Zielinski, 29, had been a mainstay for Napoli for the past six seasons but had turned down a move to Saudi Arabia and a contract extension, opting instead to become a free agent next June. We can’t know for sure if this was a way for the club to “punish” him or just leave with a sluggish move – and obviously that doesn’t mean they would have beaten Barcelona with Zielinski in the squad – but it’s hard not to add two and two Especially since the Polish team has had a normal season, starting 20 of Napoli’s 28 league games and all six Champions League games at the organizational level.

Craig Burley describes everything that happened to Barcelona when they beat Napoli to qualify for the quarterfinals of the Champions League.

Things went so smoothly that De Laurentiis felt the desire to sack him just two days before Napoli’s first leg against Barcelona last month.

Who did De Laurentiis locate to upgrade to Mazzarri?Perhaps convinced that the current coaches will be better than the unemployed ones, he opted for a guy named Francesco Calzona, the coach of the Slovakian national team.
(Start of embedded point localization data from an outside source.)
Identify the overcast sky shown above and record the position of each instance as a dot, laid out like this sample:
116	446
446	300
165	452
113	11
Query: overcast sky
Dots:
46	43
Prior to his appointment, Calzona hadn’t exactly logged a single minute as head coach of a professional football club, but he had already been at Napoli as an assistant and was not wanted because he would take on a dual role, having retained his task as coach of Slovakia.

Calzona didn’t make any central moves when he announced him as interim coach, perhaps because few people knew who he was and because his work with Slovakia is very limited. (Either way, coaching a national team is a very different skill. )Qualified Slovakia for the European Championship by completing the forward line of Luxembourg, Iceland, Bosnia and Liechtenstein; Do with it what you want.

What makes it all so frustrating is that for most of the last decade, Napoli has been a club of style, balancing the books and hitting well above its weight. And this is largely due to De Laurentiis’ not unusual sense as a businessman and footballer. operator. They can be outspoken, aggressive, and unnecessarily rude. On Tuesday, he reacted to the announcement of the resignation of Maurizio Sarri, one of his former coaches, from his post at Lazio by saying: “It’s too easy to resign. . . Whoever has given up is a loser– but when it comes to running a football club, he knows what he is doing.

Or at least that’s what he did. . . until about 11 months ago.